Un héritage entre engagements sociaux et controverses politiques
Bernadette Chirac restera aussi associée à des polémiques, notamment lors de l’affaire des emplois fictifs de la mairie de Paris, dans laquelle son mari a été impliqué. Bien qu’elle n’ait jamais été directement visée par les procédures judiciaires, son nom a souvent été évoqué dans les débats sur l’éthique politique. Pourtant, ces épisodes n’ont pas entamé la popularité dont elle bénéficiait auprès d’une partie de l’opinion publique, attachée à son image de femme proche des gens.

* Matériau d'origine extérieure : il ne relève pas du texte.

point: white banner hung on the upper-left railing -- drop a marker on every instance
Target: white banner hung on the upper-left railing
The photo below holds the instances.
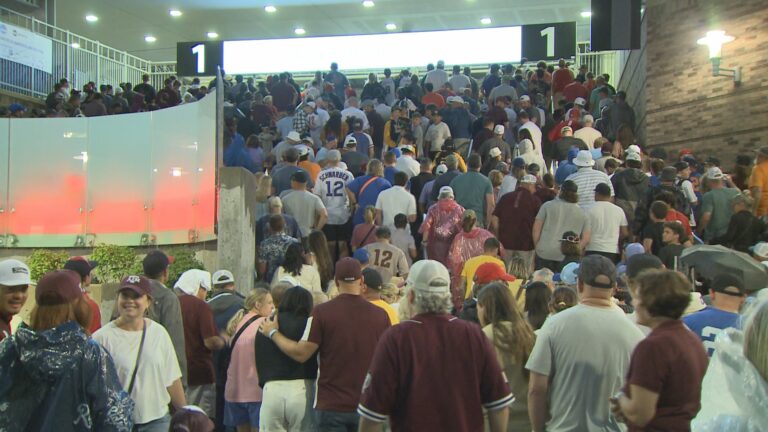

Son engagement dans la protection de l’enfance, via les Pièces Jaunes, a en revanche renforcé son statut de bienfaitrice. L’association qu’elle a fondée, toujours active aujourd’hui, a levé plus de 250 millions d’euros depuis sa création, financant des milliers de projets pour les enfants hospitalisés. Une œuvre qui a survécu à son mari, décédé en 2019, et qui continue de porter son nom.
Son parcours rappelle aussi les défis auxquels sont confrontées les conjointes de dirigeants, entre devoir de discrétion et aspiration à une visibilité publique. Un équilibre que Bernadette Chirac a su trouver, malgré les critiques, en faisant de l’engagement social son meilleur atout.
Parmi ses réalisations les plus marquantes figurent le lancement des Pièces Jaunes en 1989, un fonds de solidarité pour les enfants hospitalisés, ainsi que son engagement dans la lutte contre la précarité infantile. Elle a également joué un rôle actif dans les déplacements officiels et les projets locaux, devenant une figure médiatique à part entière.